The member nations of NATO are:

  • Belgium
  • Canada
  • Denmark
  • France
  • Iceland
  • Italy
  • Luxembourg
  • Netherlands
  • Norway
  • Portugal
  • United Kingdom
  • United States
  • Greece
  • Turkey
  • Germany
  • Spain
  • Czech Republic
  • Hungary
  • Poland
  • Bulgaria
  • Estonia
  • Latvia
  • Lithuania
  • Romania
  • Slovakia
  • Slovenia
  • Albania
  • Croatia
  • Montenegro

The first 12 nations listed were original members, listed here in alphabetical order.  Other nations follow in order of admission, again in alphabetical order where more than one nation joined in a year.

Enlargement:

New membership in the alliance has been largely from Central and Eastern Europe, including former members of the Warsaw Pact. Accession to the alliance is governed with individual Membership Action Plans, and requires approval by each current member. NATO currently has two candidate countries that are in the process of joining the alliance: Bosnia and Herzegovina and North Macedonia. North Macedonia signed an accession protocol to become a NATO member state in February 2019, which is undergoing ratification by the member states. Its accession had been blocked by Greece for many years due to the Macedonia naming dispute, which was resolved in 2018 by the Prespa agreement. In order to support each other in the process, new and potential members in the region formed the Adriatic Charter in 2003. Georgia was also named as an aspiring member, and was promised “future membership” during the 2008 summit in Bucharest, though in 2014, US President Barack Obama said the country was not “currently on a path” to membership.

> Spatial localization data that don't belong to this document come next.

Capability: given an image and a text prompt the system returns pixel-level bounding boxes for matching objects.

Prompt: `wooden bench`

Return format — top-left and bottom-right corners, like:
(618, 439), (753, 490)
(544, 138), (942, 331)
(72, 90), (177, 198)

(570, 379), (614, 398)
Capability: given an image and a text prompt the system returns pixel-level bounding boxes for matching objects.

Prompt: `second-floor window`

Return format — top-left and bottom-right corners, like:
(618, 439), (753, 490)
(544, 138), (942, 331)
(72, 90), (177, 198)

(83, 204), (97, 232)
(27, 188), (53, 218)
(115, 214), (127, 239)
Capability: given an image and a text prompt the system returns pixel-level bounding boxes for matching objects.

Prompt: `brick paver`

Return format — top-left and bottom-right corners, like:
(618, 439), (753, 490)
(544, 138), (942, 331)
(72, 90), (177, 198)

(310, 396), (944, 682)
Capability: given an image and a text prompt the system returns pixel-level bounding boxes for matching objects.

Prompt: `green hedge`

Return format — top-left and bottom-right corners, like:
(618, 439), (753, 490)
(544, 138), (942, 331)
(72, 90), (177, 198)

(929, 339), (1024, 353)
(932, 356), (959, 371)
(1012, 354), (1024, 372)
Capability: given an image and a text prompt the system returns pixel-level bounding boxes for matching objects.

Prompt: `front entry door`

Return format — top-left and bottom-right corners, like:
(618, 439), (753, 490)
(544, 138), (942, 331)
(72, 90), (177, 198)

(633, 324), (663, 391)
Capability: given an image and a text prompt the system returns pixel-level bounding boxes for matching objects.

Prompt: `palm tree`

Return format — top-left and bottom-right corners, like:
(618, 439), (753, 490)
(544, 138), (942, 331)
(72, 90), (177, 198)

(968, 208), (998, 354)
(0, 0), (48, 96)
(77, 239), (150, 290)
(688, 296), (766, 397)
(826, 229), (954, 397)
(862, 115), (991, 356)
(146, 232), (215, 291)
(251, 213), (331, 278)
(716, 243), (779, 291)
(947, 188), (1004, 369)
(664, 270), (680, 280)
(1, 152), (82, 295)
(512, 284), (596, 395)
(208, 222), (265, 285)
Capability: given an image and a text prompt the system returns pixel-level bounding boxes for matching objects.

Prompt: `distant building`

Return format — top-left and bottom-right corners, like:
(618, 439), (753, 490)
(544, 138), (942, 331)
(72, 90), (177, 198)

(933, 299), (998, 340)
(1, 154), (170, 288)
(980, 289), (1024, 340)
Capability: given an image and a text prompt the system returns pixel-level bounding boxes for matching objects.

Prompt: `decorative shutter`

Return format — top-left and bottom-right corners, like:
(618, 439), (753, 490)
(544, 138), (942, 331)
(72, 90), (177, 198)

Russia continues to oppose further expansion, seeing it as inconsistent with informal understandings between Soviet leader Mikhail Gorbachev and European and US negotiators that allowed for a peaceful German reunification. NATO’s expansion efforts are often seen by Moscow leaders as a continuation of a Cold War attempt to surround and isolate Russia, though they have also been criticized in the West. A June 2016 Levada poll found that 68% of Russians think that deploying NATO troops in the Baltic states and Poland – former Eastern bloc countries bordering Russia – is a threat to Russia. In contrast 65% of Poles surveyed in 2017 Pew Research Center report identified Russia as a “major threat”, with an average of 31% saying so across all NATO countries, and 67% of Poles surveyed in 2018 favor US forces being based in Poland. Of non-CIS Eastern European countries surveyed by Gallup in 2016, all but Serbia and Montenegro were more likely than not to view NATO as a protective alliance rather than a threat.

NATO Enlargement
NATO Enlargement

Ukraine’s relationship with NATO and Europe has been politically controversial, and improvement of these relations was one of the goals of the “Euromaidan” protests that saw the ousting of pro-Russian President Viktor Yanukovych in 2014. In March 2014, Prime Minister Arseniy Yatsenyuk reiterated the government’s stance that Ukraine is not seeking NATO membership. Ukraine’s president subsequently signed a bill dropping his nation’s nonaligned status in order to pursue NATO membership, but signaled that it would hold a referendum before seeking to join. Ukraine is one of eight countries in Eastern Europe with an Individual Partnership Action Plan. IPAPs began in 2002, and are open to countries that have the political will and ability to deepen their relationship with NATO.